In broad expanses of the central Arctic Ocean, from the East Siberian Sea to the Barents Sea, and from northern Greenland to the Canadian Arctic Archipelago, the air temperatures at 925 hPa (ca. 760 m) were between 1 and 6° Celsius above the long-term average. In contrast, in Siberia, northern Alaska and in the Beaufort Sea, the temperatures were up to 6° Celsius below the long-term average (Fig. 10). The air pressure at sea level was characterised by a pronounced high-pressure area over the central Arctic Ocean, which drove an unusually powerful clockwise sea-ice circulation in the Beaufort Gyre and led to the transport of thick, multiyear ice along the Canadian Arctic Archipelago, towards the coast of Alaska (source: NSIDC).
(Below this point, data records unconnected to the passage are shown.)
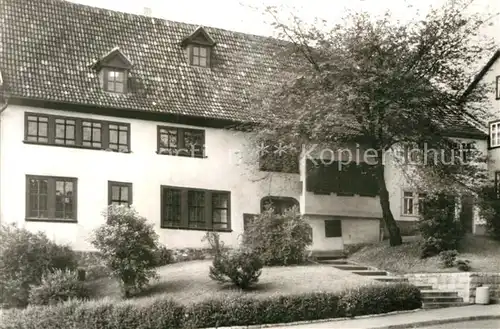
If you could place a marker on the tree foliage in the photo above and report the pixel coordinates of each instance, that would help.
(381, 83)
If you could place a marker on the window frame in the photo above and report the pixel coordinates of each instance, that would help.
(78, 133)
(279, 199)
(497, 182)
(120, 184)
(184, 209)
(51, 208)
(490, 130)
(106, 80)
(180, 141)
(497, 87)
(192, 55)
(416, 198)
(331, 221)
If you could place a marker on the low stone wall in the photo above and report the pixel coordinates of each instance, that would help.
(465, 283)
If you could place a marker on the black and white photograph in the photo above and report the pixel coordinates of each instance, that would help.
(249, 164)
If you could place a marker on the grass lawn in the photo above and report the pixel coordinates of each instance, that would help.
(483, 253)
(189, 282)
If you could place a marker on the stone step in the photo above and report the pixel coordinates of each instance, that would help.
(443, 305)
(350, 267)
(389, 279)
(370, 272)
(334, 261)
(442, 299)
(438, 293)
(328, 255)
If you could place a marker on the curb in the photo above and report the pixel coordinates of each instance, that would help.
(437, 322)
(286, 324)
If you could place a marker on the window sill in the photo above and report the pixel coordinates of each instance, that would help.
(51, 220)
(493, 147)
(182, 155)
(227, 230)
(74, 147)
(410, 215)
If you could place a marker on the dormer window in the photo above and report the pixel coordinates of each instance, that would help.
(199, 46)
(113, 71)
(199, 56)
(114, 81)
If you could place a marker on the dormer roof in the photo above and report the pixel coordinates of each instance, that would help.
(199, 37)
(113, 58)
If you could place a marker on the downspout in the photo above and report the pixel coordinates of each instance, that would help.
(3, 108)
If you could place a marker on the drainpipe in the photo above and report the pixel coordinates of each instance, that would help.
(3, 108)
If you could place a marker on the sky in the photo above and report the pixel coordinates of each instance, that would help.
(246, 15)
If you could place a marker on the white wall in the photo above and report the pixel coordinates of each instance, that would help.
(223, 169)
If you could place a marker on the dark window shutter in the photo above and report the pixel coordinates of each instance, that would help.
(333, 228)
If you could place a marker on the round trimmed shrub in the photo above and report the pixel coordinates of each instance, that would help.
(58, 286)
(128, 245)
(242, 267)
(24, 258)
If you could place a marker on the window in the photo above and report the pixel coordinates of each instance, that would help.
(114, 81)
(77, 132)
(495, 134)
(278, 157)
(279, 204)
(37, 128)
(181, 142)
(199, 56)
(119, 193)
(92, 134)
(497, 184)
(118, 137)
(50, 198)
(186, 208)
(333, 228)
(413, 203)
(344, 179)
(65, 131)
(497, 89)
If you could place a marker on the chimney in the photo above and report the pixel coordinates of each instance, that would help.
(147, 11)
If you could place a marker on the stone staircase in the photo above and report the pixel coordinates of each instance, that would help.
(430, 298)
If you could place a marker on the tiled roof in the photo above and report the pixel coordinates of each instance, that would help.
(48, 47)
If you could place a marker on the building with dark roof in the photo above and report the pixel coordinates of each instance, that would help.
(105, 107)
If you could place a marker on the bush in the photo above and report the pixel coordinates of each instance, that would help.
(448, 258)
(463, 265)
(378, 299)
(214, 242)
(58, 286)
(160, 314)
(489, 210)
(163, 256)
(279, 239)
(242, 267)
(439, 226)
(93, 264)
(24, 258)
(128, 245)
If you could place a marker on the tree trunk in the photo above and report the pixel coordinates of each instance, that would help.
(394, 233)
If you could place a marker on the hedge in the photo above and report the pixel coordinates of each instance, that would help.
(166, 313)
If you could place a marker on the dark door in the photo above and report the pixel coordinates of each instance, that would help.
(466, 213)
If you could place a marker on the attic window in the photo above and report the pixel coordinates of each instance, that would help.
(113, 70)
(199, 46)
(199, 56)
(114, 80)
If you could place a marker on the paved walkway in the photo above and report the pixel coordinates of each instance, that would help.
(409, 320)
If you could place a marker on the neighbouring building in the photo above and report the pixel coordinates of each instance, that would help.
(99, 106)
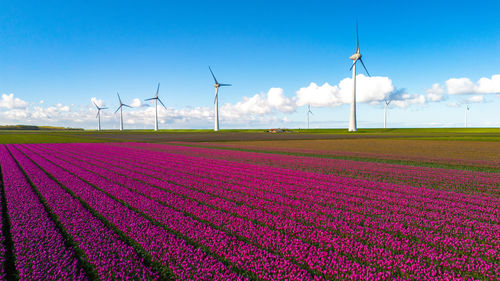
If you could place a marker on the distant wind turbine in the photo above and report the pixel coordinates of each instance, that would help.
(98, 116)
(157, 99)
(355, 57)
(387, 102)
(467, 108)
(308, 112)
(121, 111)
(216, 100)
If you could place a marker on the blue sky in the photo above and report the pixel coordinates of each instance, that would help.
(66, 52)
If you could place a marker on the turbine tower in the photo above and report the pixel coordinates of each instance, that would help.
(121, 111)
(216, 100)
(308, 112)
(387, 102)
(466, 111)
(355, 57)
(98, 116)
(157, 99)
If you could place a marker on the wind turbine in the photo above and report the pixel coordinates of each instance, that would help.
(216, 100)
(98, 116)
(466, 111)
(387, 102)
(308, 112)
(355, 57)
(157, 99)
(121, 111)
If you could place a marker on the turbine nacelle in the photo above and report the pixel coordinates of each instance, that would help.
(355, 57)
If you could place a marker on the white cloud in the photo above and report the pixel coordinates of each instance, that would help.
(476, 99)
(98, 102)
(259, 104)
(405, 100)
(10, 102)
(461, 86)
(436, 93)
(319, 96)
(138, 103)
(370, 90)
(457, 86)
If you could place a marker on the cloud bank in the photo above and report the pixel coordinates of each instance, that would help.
(371, 90)
(465, 89)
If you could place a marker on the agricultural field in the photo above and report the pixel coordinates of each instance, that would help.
(228, 211)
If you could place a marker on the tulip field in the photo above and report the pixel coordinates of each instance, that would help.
(139, 211)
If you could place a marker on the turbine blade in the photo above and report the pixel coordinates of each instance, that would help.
(213, 75)
(357, 38)
(162, 103)
(361, 60)
(352, 65)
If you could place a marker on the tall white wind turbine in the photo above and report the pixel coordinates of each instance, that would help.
(308, 112)
(157, 99)
(121, 111)
(216, 100)
(355, 57)
(466, 112)
(98, 116)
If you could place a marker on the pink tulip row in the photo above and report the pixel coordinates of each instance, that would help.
(480, 163)
(489, 249)
(113, 175)
(38, 245)
(3, 239)
(174, 254)
(271, 240)
(438, 178)
(462, 211)
(108, 255)
(240, 254)
(231, 221)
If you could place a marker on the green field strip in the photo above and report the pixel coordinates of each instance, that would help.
(353, 158)
(165, 272)
(243, 239)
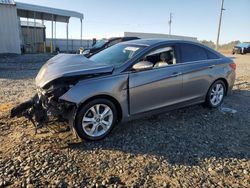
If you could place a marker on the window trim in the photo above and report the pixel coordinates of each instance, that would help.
(172, 45)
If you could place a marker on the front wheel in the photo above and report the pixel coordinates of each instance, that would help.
(96, 119)
(216, 94)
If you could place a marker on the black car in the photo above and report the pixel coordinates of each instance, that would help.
(241, 48)
(105, 43)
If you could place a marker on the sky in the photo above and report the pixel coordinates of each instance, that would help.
(195, 18)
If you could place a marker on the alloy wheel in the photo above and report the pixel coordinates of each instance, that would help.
(97, 120)
(217, 94)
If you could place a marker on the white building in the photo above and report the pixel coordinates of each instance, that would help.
(12, 36)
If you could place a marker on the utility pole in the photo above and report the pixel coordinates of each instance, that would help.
(170, 22)
(218, 35)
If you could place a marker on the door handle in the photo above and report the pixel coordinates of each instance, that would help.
(176, 74)
(211, 66)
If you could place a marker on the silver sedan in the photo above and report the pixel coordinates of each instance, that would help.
(127, 81)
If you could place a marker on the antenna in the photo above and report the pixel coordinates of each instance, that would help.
(170, 22)
(218, 35)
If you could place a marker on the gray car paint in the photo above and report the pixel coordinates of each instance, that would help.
(140, 92)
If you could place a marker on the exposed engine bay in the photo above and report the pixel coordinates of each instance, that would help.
(54, 79)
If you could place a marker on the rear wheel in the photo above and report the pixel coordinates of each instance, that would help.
(216, 94)
(96, 119)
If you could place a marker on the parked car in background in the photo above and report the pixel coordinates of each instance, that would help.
(128, 80)
(105, 43)
(241, 48)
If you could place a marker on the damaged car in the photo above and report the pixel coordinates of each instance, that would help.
(126, 81)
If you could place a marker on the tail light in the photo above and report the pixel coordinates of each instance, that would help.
(233, 66)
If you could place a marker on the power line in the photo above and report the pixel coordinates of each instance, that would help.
(218, 35)
(170, 22)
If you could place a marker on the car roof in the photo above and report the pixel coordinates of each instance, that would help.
(159, 41)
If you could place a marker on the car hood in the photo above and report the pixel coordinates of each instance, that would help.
(69, 65)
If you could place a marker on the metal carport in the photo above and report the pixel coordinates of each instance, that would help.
(49, 14)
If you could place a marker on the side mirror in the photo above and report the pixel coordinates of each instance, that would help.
(143, 65)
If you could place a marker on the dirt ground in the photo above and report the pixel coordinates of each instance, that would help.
(190, 147)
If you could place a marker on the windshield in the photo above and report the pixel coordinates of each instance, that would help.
(100, 43)
(244, 45)
(117, 54)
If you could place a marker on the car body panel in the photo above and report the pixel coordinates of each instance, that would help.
(112, 86)
(146, 89)
(69, 65)
(137, 93)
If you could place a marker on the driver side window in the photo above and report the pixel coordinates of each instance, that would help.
(161, 57)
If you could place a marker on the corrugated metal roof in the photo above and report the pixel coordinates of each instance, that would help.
(8, 2)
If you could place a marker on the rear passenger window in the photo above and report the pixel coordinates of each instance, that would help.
(191, 52)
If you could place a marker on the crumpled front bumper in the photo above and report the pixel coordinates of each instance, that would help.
(42, 108)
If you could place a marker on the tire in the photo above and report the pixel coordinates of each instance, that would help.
(215, 96)
(90, 119)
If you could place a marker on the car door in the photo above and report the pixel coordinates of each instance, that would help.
(197, 71)
(155, 88)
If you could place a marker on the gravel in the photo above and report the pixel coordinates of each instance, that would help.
(190, 147)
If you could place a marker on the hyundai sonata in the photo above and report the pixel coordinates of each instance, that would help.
(126, 81)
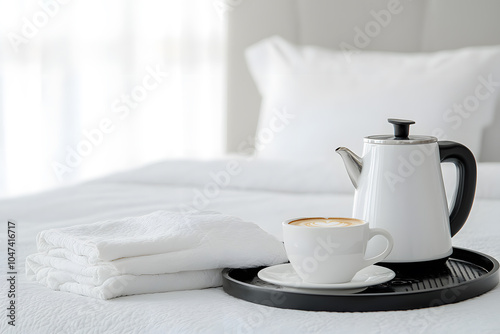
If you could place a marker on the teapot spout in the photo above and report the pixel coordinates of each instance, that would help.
(353, 164)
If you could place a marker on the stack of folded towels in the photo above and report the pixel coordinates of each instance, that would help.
(159, 252)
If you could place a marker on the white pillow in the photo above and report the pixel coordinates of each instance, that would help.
(315, 99)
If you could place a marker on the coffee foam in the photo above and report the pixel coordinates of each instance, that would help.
(327, 222)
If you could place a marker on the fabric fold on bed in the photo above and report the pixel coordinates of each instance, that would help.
(159, 252)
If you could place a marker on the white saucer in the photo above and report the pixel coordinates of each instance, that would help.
(285, 275)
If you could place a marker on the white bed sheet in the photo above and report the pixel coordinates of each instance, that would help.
(266, 193)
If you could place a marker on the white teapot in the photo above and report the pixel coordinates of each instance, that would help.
(399, 187)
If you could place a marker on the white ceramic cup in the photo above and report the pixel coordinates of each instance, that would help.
(328, 253)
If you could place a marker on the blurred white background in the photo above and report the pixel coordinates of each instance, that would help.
(92, 87)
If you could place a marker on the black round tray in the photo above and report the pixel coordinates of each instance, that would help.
(464, 275)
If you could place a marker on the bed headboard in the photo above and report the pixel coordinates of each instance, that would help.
(422, 25)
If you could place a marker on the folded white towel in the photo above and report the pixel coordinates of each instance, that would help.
(162, 251)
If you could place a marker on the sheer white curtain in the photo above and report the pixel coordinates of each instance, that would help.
(91, 87)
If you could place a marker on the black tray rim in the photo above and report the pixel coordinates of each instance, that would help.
(475, 287)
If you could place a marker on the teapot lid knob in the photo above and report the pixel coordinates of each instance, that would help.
(401, 127)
In the second half of the month, the sea-ice extent declined by ca. 15,000 – 20,000 km² (Fig. 8), chiefly due to the retreat of the ice edge in the eastern Greenland Sea and Barents Sea (Fig. 11). In addition, the sea ice in the Sea of Okhotsk experienced severe melting. This may have been due to warm air near Fram Strait, which led to melting processes near the ice edge, or caused the ice edge to retreat through related dynamic changes. In comparison: from 21 to 28 February, the temperatures measured on Svalbard were ca. 9° C above the long-term average for 1994 – 2005. Since early March the sea-ice extent has been back at its previous level, and we expect to see the maximum sea-ice extent in the Arctic sometime in the next two weeks, before the melting season begins at the end of the month.